Row between brokers and insurers could stymie reform

One in three transactions in the Lloyd’s market could be excluded from the new electronic accounting system unless a row between insurers and brokers is resolved, writes Ellen Bennett.

A significant minority – 28% – of premium is currently collected by insurers from brokers on a monthly or quarterly basis, under a system known as “deferred payment”.

Insurers support this system but brokers do not as they say insurers can automatically take money from them, whether or not they have been paid by their client.

At a meeting of the Market Reform Group last week, it was agreed that deferred payments would not be allowed in the new electronic accounting system. Instead, a trial period whereby brokers try to improve the payment of premiums in other ways has been extended until September.

If the trial fails, insurers will continue to demand deferred payments on certain risks – which means they will be processed outside the new electronic system. The system, a key plank of the Lloyd’s reforms, is due to be rolled out within the next year.

Chief executive of the London Insurance Intermediaries and Brokers Association David Hough said last week’s decision was important because it allowed work on the development of the system to go ahead, despite the lack of agreement on deferred payments.

“We have been trying to negotiate our way out of this for a long time. We believe it’s a system that should be discontinued – brokers should not be taking the credit risk.”

An spokesman for the Market Reform Group said that no decisions on the future of the deferred scheme would be made until the results of the trial had been properly assessed.
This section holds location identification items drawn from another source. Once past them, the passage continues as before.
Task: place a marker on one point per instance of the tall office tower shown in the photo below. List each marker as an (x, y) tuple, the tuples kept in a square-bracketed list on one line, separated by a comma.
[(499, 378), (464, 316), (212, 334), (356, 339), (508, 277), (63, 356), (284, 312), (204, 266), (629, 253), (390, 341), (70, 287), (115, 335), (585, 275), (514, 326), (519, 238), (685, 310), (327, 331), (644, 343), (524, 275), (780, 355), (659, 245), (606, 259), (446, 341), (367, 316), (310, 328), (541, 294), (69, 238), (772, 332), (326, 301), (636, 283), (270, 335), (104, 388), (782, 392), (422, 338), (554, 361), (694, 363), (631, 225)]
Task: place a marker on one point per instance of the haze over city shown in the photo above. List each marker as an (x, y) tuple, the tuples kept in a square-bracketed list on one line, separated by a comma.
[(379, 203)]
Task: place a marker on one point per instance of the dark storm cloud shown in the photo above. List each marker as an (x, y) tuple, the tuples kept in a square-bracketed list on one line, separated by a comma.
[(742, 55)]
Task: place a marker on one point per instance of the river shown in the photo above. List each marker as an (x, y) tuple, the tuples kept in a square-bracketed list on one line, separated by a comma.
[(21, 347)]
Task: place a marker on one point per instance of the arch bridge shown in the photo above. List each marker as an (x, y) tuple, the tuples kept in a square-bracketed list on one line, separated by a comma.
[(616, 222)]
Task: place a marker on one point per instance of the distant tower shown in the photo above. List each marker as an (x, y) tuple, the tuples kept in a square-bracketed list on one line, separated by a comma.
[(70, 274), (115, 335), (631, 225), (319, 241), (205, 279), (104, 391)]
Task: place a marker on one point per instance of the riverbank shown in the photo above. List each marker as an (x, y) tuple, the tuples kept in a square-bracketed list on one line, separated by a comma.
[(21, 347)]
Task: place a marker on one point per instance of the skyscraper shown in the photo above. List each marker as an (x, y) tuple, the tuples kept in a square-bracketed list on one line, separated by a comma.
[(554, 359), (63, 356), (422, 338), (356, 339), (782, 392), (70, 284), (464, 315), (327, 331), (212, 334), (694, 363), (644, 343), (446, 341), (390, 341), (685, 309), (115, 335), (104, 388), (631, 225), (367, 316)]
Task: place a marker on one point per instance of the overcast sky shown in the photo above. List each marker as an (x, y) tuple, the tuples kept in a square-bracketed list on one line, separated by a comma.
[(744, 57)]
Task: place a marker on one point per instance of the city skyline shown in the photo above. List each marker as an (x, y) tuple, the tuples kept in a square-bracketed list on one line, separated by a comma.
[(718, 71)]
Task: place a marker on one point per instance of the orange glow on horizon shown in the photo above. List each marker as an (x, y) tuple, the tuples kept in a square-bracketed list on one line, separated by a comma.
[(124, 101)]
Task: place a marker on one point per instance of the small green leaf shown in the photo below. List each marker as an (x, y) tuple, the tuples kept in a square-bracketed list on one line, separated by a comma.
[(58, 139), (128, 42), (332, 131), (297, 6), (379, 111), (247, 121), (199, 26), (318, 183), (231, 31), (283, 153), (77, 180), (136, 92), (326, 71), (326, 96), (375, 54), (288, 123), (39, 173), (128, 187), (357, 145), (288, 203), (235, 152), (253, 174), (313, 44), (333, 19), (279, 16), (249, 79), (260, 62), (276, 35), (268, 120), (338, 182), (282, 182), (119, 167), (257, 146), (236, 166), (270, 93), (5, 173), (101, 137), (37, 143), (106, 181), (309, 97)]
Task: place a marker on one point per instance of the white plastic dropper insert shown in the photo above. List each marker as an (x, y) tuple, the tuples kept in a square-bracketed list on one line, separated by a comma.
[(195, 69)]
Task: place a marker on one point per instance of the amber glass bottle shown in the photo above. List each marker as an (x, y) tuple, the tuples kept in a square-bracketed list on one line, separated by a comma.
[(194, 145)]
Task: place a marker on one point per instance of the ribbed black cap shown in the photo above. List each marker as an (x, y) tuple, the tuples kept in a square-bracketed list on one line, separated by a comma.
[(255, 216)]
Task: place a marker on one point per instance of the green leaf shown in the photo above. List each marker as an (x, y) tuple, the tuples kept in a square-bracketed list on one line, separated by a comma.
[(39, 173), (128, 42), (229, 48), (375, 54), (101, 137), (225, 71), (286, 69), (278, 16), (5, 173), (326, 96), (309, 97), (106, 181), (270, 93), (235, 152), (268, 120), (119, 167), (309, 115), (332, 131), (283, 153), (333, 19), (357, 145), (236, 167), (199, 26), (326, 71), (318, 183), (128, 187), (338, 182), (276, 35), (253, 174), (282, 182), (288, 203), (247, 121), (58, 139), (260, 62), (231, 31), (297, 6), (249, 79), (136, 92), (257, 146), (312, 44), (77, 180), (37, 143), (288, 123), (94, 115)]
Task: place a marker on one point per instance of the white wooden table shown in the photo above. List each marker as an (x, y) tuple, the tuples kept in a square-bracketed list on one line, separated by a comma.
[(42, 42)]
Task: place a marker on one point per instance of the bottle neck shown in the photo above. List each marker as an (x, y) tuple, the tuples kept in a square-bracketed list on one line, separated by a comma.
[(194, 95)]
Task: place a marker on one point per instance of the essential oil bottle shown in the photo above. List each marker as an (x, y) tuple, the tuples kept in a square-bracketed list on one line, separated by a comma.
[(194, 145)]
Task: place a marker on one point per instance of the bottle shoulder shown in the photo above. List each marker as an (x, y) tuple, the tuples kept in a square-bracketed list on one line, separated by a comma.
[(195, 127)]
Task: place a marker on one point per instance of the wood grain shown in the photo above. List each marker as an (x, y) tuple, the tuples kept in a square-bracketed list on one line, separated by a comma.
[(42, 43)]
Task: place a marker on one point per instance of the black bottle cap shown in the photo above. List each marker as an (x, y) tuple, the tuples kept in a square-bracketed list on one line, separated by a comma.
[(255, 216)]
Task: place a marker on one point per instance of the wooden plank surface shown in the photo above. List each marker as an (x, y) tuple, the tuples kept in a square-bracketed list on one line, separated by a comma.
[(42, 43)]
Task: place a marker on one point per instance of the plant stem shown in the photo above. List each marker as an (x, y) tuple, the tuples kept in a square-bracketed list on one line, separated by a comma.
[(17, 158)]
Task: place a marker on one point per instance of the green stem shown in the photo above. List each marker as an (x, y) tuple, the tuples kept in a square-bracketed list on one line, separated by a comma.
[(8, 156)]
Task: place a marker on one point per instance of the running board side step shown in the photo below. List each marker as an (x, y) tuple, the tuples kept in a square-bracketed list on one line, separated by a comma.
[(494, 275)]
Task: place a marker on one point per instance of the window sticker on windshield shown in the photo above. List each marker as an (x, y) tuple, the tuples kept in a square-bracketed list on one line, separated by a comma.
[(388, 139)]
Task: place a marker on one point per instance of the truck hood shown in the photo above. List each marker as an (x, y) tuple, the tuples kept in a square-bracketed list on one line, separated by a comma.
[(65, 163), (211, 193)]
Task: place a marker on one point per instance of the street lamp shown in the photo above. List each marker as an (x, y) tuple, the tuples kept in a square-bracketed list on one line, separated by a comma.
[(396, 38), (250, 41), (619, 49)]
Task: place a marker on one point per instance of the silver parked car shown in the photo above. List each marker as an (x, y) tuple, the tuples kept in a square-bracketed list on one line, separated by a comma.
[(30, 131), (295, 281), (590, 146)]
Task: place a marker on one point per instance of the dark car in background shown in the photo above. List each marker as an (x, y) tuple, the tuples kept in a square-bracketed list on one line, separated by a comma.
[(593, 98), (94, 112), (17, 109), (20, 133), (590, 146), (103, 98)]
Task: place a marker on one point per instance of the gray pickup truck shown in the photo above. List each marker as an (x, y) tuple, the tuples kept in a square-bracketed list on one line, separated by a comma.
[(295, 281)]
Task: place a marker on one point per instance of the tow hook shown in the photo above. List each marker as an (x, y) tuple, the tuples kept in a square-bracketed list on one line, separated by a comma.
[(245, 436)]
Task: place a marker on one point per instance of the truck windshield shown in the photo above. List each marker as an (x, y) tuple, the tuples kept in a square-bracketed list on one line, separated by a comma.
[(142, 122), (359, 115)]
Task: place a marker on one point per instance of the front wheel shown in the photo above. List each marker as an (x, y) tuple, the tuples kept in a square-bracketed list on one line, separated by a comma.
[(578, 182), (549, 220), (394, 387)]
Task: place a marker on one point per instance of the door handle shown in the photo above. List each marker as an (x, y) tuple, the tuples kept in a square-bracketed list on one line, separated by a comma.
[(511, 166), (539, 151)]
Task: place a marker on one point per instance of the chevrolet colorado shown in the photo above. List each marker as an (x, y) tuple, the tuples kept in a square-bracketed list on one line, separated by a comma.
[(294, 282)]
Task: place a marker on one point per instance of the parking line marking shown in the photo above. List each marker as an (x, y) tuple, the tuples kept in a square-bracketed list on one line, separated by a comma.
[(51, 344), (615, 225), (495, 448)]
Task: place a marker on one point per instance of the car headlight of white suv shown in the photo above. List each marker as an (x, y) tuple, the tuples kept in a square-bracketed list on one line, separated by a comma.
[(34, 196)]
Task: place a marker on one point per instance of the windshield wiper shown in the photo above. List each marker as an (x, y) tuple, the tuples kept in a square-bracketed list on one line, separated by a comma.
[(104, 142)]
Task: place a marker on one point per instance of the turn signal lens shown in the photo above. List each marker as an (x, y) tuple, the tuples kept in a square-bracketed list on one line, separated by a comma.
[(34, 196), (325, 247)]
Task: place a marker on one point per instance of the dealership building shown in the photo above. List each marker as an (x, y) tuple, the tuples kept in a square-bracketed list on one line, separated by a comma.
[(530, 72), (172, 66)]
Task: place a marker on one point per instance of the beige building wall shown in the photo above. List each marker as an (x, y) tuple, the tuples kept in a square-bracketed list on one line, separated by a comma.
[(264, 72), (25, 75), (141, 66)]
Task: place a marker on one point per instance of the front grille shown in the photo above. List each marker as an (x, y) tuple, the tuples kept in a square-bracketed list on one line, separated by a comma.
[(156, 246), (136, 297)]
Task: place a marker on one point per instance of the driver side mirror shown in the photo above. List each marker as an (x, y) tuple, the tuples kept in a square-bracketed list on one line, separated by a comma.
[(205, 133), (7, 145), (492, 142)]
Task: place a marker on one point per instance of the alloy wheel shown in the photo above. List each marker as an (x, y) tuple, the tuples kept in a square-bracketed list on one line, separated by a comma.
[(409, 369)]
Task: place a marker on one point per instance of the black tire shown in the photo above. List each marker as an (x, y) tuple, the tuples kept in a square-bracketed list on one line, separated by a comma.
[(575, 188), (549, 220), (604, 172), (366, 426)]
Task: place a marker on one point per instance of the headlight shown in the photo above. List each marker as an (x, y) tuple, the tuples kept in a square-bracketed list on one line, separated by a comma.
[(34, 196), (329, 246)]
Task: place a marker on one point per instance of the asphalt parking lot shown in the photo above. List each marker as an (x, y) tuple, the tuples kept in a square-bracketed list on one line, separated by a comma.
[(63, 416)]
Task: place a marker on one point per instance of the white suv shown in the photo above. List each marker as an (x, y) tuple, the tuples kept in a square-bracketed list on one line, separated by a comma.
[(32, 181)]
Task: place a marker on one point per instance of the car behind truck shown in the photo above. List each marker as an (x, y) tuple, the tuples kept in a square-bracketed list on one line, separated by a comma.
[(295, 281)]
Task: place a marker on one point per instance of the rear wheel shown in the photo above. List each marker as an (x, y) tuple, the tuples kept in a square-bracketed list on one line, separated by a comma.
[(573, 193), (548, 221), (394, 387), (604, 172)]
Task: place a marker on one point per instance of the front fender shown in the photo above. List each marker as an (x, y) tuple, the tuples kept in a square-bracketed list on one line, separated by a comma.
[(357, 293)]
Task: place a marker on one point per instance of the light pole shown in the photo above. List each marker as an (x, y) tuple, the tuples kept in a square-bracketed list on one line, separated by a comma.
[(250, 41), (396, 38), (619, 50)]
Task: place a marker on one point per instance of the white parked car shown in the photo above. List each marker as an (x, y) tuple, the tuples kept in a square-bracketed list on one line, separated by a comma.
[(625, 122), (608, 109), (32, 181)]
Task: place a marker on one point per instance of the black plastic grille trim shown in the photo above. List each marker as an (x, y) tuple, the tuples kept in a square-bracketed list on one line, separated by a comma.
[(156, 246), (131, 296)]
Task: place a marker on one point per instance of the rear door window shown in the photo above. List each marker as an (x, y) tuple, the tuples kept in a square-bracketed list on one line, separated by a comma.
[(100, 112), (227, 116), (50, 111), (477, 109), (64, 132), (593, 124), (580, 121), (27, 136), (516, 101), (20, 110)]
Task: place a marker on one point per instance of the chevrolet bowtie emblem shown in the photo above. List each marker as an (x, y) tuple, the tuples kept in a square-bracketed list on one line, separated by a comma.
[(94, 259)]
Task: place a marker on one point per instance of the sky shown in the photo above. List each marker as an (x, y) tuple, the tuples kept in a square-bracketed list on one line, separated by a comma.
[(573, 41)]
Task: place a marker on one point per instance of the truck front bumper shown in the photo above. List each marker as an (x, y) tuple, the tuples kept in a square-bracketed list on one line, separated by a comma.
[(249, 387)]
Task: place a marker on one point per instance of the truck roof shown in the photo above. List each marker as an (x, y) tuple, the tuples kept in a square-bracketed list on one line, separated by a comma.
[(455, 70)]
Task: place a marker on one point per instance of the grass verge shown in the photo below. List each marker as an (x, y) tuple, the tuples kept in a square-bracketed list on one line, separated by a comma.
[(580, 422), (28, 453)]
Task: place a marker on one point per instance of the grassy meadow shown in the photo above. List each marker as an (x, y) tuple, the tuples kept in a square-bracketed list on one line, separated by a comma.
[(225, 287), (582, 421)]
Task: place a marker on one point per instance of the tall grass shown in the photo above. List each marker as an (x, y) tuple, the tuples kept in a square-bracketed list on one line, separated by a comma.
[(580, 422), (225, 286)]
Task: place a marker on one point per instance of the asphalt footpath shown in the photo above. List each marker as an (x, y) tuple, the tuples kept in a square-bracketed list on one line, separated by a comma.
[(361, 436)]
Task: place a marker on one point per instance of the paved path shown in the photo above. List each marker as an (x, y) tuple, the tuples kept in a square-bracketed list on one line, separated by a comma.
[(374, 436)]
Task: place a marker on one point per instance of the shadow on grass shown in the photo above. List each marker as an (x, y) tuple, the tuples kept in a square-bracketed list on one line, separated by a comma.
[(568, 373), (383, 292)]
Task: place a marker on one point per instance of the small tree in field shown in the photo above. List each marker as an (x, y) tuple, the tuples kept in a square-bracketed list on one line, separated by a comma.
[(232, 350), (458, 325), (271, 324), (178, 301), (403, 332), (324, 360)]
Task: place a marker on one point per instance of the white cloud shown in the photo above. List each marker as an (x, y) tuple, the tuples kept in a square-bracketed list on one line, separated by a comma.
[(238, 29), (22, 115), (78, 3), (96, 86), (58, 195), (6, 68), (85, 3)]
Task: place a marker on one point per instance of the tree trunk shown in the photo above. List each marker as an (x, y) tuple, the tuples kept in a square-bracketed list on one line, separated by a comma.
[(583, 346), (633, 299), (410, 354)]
Brokers’ group looks set to reform

The London Market Brokers Committee (LMBC), which disbanded after some members broke off to form the London and International Insurance Brokers Association (Liiba) last year, is set to reform, writes Saxon East.

Biba is working on the functions, members and name of the new committee which will represent the interests of London-based brokers in the UK market.

No date has been set for the formation of the group, but Insurance Times understands Biba chief executive Eric Galbraith is working behind the scenes with potential members.

Liiba formed shortly after its split from the LMBC in December last year to represent London-based brokers on the international stage.